Pain relief: All patients were assessed using the visual analog scale (VAS), with a score of 0 representing no pain and 10 representing the most severe pain. For patients who did not take opioids before HIFU but took conventional analgesics, the pain score before requiring oral analgesics was recorded. For patients who required routine oral opioid analgesia preoperatively, the postoperative analgesic doses were compared to the preoperative doses. Follow-up examinations were performed by outpatient evaluation or telephone assessments (once a month), from the time of discharge to the patient’s death or the follow-up cutoff date of March 1, 2023.
Survival time: Considering the differences in disease stages when patients seek medical treatment, the date of the patient’s first HIFU treatment at our hospital is set as the starting point, and death from pancreatic cancer is the endpoint event.
Statistical methods
SPSS26.0 software (IBM SPSS Inc., Chicago, IL, USA) was used for statistical analysis. Normally distributed data were expressed as mean ± standard deviation (mean ± SD). Non-normally distributed data were presented as median and interquartile range. The χ2 test was used to compare count data. The Kaplan–Meier method was used to calculate survival; the log-rank method was used to compare differences between groups; and the variables affecting survival were analyzed using a Cox regression model with multiple factors. p < 0.05 was considered statistically significant.
Results
Baseline characteristics
As shown in , the average age of the patients was 67.3 ± 5.6 years (range: 38–76 years). A total of 57 patients were diagnosed through pathological biopsy, while 31 patients were clinically diagnosed using imaging. Pathologic biopsy modalities included: transabdominal ultrasound in 35 cases, endoscopic ultrasound in 19 cases, and laparoscopic biopsy in 3 cases. The smallest tumor was 2.2 cm in diameter; the largest tumor was 6.0 cm in diameter. All patients had varying degrees of pain, and 22 required regular oral opioids. Among them, 15 patients had obstructive jaundice (3, 10, and 2 patients with mild to moderate severity) and underwent PTCD or biliary stent placement to reduce their serum total bilirubin and direct bilirubin levels to within 1.5 times the normal upper limit before HIFU treatment. A total of 51 patients underwent combination chemotherapy, which was started 3 days after HIFU surgery. The chemotherapy regimens included gemcitabine/albumin-bound paclitaxel (GN) in 38 cases; gemcitabine/tegafur, gimeracil, and oteracil potassium capsules in eight cases; and the three-drug combination FOLFIRINOX regimen in five cases. The median time from the initial diagnosis to HIFU treatment was 9 days, with a mean time of 10.7 days.

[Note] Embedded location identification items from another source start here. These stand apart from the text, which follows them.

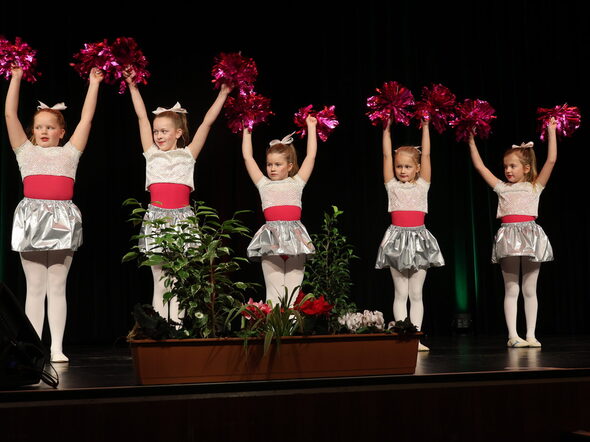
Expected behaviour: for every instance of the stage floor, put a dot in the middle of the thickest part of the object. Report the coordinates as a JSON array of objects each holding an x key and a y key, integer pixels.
[{"x": 460, "y": 357}]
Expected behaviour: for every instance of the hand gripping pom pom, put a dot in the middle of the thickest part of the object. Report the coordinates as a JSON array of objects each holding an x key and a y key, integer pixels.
[
  {"x": 234, "y": 70},
  {"x": 567, "y": 118},
  {"x": 393, "y": 102},
  {"x": 472, "y": 116},
  {"x": 246, "y": 111},
  {"x": 128, "y": 55},
  {"x": 326, "y": 118},
  {"x": 18, "y": 54},
  {"x": 436, "y": 106}
]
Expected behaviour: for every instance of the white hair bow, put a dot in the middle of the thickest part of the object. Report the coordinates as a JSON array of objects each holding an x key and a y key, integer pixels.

Table 1. Patient characteristics and therapeutic parameters.
Local ablation outcomes
Immediately after HIFU treatment, contrast enhanced ultrasound showed non-perfused volume in every treatment lesion. Post-HIFU CT or MRI one day after HIFU showed a non-perfused volume (defined as ablated volume) in every lesion of pancreatic cancer. One month after HIFU, imaging examinations showed that two patients achieved CR (2.27%) (), while the rates of PR, SD, and PD were 82.95% (73/88), 10.23% (9/88), and 4.55% (4/88), respectively. Among the 37 patients who did not receive combined chemotherapy, one achieved CR (2.70%); the rates of PR, SD, and PD were 81.08% (30/37), 8.11% (3/37), and 8.11% (3/37), respectively.

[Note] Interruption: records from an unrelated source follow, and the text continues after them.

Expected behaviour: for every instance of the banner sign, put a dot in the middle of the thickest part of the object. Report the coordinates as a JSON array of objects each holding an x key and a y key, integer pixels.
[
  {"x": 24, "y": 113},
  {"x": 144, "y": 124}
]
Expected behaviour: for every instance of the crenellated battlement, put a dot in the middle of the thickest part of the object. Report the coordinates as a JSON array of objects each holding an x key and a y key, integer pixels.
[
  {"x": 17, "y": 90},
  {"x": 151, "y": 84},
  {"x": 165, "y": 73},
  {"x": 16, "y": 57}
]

Figure 1. Efficacy of HIFU ablation. (1) Pretreatment ultrasound images. (2) Post-treatment ultrasound image showing overall grey scale changes in the target area. (1) and (2) are taken from the same patient. (3) Pretreatment CT presentation of pancreatic body caudal tumor. (4) Follow-up enhanced MRI after 1 month of treatment, with no enhancement in the area of the lesion (indicated by the arrow) and significant coagulative necrosis of the lesion seen in delayed phase. (3) and (4) are taken from the same patient.
Pain relief after HIFU
We used VAS scores to assess analgesia in patients who did not take oral opioids at regular intervals and observed the postoperative drug doses in patients who took oral opioids at regular intervals. A total of 66 patients did not take opioid drugs regularly, of which 21 had severe pain, 37 had moderate pain, and eight had mild pain. The mean VAS pain score was 6.66 ± 2.3 (range: 2–9) before HIFU treatment.
After HIFU treatment, 65 patients reported pain relief, with an overall relief rate of 98.48% (65/66), and the VAS score decreased to 2.97 ± 1.9 at 3 days after HIFU (p < 0.005). Among these 65 patients, 14 patients, including three patients with severe pain, six patients with moderate pain, and five patients with mild pain, reported that their pain disappeared; 35 patients, including 28 patients with moderate pain and seven patients with severe pain, reported that their pain reduced to mild pain; and 11 patients with severe pain reported that their pain reduced to moderate pain. Three patients with moderate pain and two patients with mild pain reported reduced pain scores but no significant relief. Only one patient with mild pain did not experience pain relief. The follow-up results showed that the average pain scores in the six consecutive months were as follows: 3.15 ± 1.8, 3.35 ± 1.8, 4.06 ± 2.0, 5.03 ± 1.9, 5.96 ± 2.1, and 6.52 ± 2.2 (). Three of these patients underwent HIFU treatment again 6 months later, due to recurrence, to alleviate pain.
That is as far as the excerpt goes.